Tuesday, 31 May 2016

Film: 'A Hologram for the King'

An agreeable enough, quite restrained Tom Hanks feature, most notable in being a rare film set virtually entirely in Saudi Arabia - despite it being, apart from a few exterior shots, filmed in Morocco.

Hanks is a divorced company executive whose mission is to put on a display for the Saudi king a new technique of communication which enables an individual to interact with a life-sized hologram of another person and to speak and interact as though both were in the same room. (In his demonstrations there are fleeting appearances of Ben Whishaw, whom I haven't seen on screen for as many as ,what, five or six films now!)
There are a number of moments of levity, mainly between Hanks and his unofficial and self-appointed, bi-lingual Arab driver/chauffeur (Alexander Black, completely convincing in the part. I was astonished when I discovered that he wasn't a genuine native of the country) as the Hanks character tries to find his way around the country's strict religious and social mores.
Much of the time is taken by Hanks being frustrated at the king's postponing time and time again his visit to the area where an entirely new, large city is being constructed in the desert, still in its embryonic state. He also has parallel difficulties in meeting the royal spokesman to request assistance to him and his American/European staff of three who don't have the essentials to fulfil his objective, such as reliable WiFi connection.
There's a parallel strand about Hanks finding a mysterious, ugly and disturbing swelling on his back near the spine, for which he visits the local hospital and is surprised to find himself examined and treated by an obligatory headscarved, female doctor/surgeon (Sarita Choudury), with procedures which lead to an operation.

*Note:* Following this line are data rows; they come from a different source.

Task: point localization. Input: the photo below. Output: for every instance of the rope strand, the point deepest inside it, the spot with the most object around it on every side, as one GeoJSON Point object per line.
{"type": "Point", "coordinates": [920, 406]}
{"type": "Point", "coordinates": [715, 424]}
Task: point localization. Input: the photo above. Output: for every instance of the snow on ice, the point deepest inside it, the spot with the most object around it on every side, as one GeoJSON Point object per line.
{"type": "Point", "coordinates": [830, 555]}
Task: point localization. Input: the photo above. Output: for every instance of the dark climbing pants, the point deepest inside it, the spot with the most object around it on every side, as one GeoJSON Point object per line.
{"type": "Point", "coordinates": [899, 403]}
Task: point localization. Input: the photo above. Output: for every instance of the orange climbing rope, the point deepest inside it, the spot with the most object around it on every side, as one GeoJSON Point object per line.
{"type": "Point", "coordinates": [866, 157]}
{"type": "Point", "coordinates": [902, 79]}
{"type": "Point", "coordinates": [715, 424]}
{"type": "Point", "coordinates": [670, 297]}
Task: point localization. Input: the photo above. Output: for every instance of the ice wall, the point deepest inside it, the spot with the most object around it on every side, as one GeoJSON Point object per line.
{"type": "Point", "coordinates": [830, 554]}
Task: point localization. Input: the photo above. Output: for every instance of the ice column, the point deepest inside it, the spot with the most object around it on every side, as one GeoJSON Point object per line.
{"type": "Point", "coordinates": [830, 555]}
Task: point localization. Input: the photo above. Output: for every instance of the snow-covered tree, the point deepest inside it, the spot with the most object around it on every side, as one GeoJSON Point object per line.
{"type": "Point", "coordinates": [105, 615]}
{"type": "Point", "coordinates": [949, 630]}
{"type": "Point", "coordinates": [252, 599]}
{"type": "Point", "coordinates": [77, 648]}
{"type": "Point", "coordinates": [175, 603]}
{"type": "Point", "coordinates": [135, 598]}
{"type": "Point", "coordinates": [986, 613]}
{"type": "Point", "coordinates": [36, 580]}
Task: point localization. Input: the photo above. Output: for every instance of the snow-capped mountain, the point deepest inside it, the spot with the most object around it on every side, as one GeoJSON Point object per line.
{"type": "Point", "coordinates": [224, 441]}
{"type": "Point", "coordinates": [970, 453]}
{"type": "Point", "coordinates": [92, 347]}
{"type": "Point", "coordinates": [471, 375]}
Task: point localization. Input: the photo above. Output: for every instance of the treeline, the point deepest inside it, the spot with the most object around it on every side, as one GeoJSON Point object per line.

I won't state explicitly what happens at the end but I did feel that the film's final few minutes did jerk the whole enterprise into an area which I thought was widely improbable - though I've no doubt that such things do occur now and then. It just seemed to me to detract from all that had gone before and dragged it down a notch to what it might otherwise have been.

The director is German Tom Tykwer, who has directed at least two of my very favourite films in relatively recent years, viz. 'Cloud Atlas' and 'Perfume: The Story of a Murderer'. 
He does okay with this material, but I maintain that the single most memorable thing about it is its very rarely depicted Saudi Arabian setting............6.


  1. Replies
    1. Oh? I wonder why, J.G. It's aimiable enough, for the most part.

  2. Tom Hanks in a movie that's received little to no press? Wow. Still, it sounds interesting if it ever comes to our shores.

    1. It hasn't been talked about much here either, Bob, though I did hear a radio interview with T.H. It's something to see if you've not especially got anything more urgent to do.